TEXTES

 

Une saison sur Boréa

 

Par Carine.

Chapitre IX

 

 

 

 

 

 

 

 

 

 

 

 

 

 

 

 

  Tout à une fin, même six mois dans l'institut. Je regarde pour la dernière fois la chambre coquette abritant nos quatre lits. Le terme de chambre est bien inadapté : c'est un petit appartement ou plutôt une petite suite, avec la chambre, un cabinet de toilette et un dressing, des murs d'un bleu très pale sont décorés de tableaux naturalistes, des bouquets de fleurs sont posés sur les commodes, ils sont changés tous les jours par les servantes, mais tout cela est fini.

  

  La duchesse du Septrion a envoyé un chaperon pour me guider jusqu'à la résidence du professeur Calmette, dans la capitale. Cette ville qui rassemble les trois quarts de la population de l'Empire porte le nom de New Heaven. Je porte une tenue de sortie des plus élégantes : Un tailleur gris qui enserre ma taille, moule mes cuisses et mes fesses dans la jupe, sous le genou, mes épaules sont exagérées par les épaulettes, je porte un petit chapeau à voilette sur mon chignon banane, des gants en cuir noir toujours trop petits, des bas en nylon noirs, leurs coutures impeccablement tendues par les six jarretelles de mon corset serré à quarante-six centimètres. Je trottine à petits pas dans les couloirs de l'institut, juchées sur des escarpins vernis avec un talon de dix centimètres. Deux chaînettes en or, enroulées par-dessus le bas, ornent les chevilles, mettant en valeur leurs finesses.

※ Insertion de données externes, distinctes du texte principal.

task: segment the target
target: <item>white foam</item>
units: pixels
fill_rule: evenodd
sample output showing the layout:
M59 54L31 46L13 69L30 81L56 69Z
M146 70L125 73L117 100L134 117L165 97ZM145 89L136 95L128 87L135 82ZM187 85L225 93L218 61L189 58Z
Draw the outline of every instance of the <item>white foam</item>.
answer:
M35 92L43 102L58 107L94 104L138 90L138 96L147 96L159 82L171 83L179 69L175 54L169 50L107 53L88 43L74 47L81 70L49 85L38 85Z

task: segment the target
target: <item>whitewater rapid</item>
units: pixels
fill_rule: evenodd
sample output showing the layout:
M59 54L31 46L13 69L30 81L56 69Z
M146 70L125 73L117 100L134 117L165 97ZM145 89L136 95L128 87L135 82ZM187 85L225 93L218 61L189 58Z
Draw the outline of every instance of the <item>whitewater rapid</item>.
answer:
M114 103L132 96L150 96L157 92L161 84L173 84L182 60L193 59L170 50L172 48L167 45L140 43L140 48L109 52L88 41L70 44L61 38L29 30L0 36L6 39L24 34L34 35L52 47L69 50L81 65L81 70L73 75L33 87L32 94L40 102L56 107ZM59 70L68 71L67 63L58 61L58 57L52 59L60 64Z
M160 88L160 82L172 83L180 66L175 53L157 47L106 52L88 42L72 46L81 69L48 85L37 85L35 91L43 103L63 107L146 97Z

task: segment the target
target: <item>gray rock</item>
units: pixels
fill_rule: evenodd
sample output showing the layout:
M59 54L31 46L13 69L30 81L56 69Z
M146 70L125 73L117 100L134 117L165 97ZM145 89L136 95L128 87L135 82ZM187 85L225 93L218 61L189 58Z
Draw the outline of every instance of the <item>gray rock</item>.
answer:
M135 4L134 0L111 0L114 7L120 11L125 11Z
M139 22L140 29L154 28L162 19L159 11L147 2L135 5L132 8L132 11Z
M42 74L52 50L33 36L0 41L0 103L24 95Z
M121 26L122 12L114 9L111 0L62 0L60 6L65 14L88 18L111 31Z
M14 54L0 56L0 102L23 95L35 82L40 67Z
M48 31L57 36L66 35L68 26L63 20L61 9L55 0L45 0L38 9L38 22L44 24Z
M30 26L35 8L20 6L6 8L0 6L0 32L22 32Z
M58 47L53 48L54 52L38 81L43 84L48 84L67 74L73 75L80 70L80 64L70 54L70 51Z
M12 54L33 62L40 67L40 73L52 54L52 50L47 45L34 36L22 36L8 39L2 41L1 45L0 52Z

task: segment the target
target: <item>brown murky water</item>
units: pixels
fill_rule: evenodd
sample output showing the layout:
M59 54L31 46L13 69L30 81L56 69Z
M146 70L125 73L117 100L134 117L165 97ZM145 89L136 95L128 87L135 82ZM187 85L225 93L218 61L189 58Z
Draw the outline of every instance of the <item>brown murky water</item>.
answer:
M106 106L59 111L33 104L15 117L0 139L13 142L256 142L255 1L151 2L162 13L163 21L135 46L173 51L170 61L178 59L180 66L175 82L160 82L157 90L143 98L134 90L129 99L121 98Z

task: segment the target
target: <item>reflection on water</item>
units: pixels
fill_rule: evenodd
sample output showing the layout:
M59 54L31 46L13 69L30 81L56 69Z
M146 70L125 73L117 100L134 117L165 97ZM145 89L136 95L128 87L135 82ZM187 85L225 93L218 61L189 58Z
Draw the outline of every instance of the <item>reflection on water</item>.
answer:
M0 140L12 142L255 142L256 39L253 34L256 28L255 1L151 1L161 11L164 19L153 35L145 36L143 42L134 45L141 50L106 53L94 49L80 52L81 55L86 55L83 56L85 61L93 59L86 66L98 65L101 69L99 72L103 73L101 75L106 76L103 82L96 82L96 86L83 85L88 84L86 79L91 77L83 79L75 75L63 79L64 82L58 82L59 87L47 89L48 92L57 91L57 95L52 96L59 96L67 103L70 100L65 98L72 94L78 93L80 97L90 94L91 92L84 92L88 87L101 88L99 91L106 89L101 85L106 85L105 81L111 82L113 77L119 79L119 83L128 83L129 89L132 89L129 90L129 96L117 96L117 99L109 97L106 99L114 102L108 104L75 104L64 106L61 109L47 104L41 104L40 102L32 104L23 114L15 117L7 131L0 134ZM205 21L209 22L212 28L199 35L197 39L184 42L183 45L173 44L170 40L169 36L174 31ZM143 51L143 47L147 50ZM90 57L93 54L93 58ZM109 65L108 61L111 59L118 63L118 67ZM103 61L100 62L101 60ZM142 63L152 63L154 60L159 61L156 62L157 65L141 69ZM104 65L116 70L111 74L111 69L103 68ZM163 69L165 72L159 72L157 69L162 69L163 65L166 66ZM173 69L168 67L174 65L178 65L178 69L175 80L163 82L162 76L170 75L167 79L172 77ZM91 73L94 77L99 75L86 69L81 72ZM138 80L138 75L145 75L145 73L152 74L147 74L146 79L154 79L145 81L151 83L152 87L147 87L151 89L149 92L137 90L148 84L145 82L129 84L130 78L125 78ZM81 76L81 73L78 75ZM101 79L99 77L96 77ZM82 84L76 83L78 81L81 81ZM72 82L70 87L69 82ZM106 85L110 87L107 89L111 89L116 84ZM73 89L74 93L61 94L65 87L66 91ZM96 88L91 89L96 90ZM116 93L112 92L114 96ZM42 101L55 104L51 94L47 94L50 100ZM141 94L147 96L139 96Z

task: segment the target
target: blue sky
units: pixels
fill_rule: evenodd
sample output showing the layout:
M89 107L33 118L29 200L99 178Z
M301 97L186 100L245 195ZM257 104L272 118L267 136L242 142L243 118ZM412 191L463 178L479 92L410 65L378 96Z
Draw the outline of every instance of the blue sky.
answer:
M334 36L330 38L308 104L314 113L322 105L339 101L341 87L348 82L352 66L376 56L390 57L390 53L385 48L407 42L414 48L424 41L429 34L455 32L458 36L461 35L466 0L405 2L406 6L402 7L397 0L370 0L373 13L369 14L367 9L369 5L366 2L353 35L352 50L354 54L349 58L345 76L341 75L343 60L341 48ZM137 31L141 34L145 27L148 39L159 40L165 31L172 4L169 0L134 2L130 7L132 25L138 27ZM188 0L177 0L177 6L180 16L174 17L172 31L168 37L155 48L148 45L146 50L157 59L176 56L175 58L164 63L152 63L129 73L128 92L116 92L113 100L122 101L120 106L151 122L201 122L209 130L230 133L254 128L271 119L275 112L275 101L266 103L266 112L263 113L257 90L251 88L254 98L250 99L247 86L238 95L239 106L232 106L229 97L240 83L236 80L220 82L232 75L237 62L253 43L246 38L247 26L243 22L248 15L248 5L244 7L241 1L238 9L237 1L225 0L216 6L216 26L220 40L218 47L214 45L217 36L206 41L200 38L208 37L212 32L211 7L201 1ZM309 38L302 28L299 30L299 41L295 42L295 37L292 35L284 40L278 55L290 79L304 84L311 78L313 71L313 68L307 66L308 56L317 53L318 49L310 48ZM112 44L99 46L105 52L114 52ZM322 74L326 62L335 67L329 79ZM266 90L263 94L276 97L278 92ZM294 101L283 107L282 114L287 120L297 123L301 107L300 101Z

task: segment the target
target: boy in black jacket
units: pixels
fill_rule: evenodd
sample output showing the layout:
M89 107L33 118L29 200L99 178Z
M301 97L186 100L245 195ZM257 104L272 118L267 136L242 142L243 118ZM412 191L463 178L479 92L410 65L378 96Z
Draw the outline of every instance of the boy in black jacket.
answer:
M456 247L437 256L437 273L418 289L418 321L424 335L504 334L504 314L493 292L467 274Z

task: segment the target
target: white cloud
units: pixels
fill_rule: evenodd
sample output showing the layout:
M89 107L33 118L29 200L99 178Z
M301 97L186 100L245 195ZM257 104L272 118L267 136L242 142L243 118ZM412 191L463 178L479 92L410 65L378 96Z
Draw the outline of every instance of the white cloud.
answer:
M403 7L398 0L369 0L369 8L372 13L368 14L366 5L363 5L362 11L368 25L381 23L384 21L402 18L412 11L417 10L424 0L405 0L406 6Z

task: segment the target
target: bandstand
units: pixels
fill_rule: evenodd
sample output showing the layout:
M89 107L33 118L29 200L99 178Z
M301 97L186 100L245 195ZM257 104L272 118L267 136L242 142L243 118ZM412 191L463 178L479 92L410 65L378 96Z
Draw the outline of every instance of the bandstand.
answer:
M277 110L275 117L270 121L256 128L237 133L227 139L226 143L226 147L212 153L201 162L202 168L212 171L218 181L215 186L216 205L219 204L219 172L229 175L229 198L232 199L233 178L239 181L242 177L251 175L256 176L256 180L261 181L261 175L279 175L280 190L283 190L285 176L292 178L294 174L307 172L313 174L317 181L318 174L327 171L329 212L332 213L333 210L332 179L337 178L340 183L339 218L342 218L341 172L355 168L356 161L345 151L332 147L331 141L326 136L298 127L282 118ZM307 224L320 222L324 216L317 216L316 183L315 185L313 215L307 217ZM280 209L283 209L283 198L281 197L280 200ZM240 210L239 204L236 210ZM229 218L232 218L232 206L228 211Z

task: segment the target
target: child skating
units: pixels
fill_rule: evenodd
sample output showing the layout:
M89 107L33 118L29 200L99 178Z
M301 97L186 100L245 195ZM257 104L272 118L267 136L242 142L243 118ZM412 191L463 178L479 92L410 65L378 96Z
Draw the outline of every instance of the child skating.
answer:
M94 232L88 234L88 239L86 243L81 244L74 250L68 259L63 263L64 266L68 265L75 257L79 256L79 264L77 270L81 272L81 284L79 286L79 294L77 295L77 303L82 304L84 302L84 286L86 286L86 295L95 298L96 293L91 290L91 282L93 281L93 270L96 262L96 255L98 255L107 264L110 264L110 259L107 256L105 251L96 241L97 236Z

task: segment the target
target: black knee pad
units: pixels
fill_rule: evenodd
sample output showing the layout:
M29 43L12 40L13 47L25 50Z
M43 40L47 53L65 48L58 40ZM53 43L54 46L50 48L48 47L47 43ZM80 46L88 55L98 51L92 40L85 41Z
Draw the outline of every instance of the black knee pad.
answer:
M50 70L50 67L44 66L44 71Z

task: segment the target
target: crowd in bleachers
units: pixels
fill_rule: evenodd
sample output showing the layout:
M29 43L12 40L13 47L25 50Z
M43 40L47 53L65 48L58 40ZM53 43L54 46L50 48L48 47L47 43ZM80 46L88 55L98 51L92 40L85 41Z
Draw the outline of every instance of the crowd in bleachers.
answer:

  Le fait de porter une chaînette à chaque cheville par-dessus le bas à un double sens : Sur la jambe droite, le pendentif permet de savoir que je sors de cet institut, par-dessus le bas signifie que je suis vierge. C'est évidemment un code inventé par les élèves en secret des professeurs et des surveillantes. A gauche, le pendentif représente deux jeunes filles enlacées mais habillées, ce qui signifie que je suis initiée, au-dessus du bas indique que je suis libre en ce moment.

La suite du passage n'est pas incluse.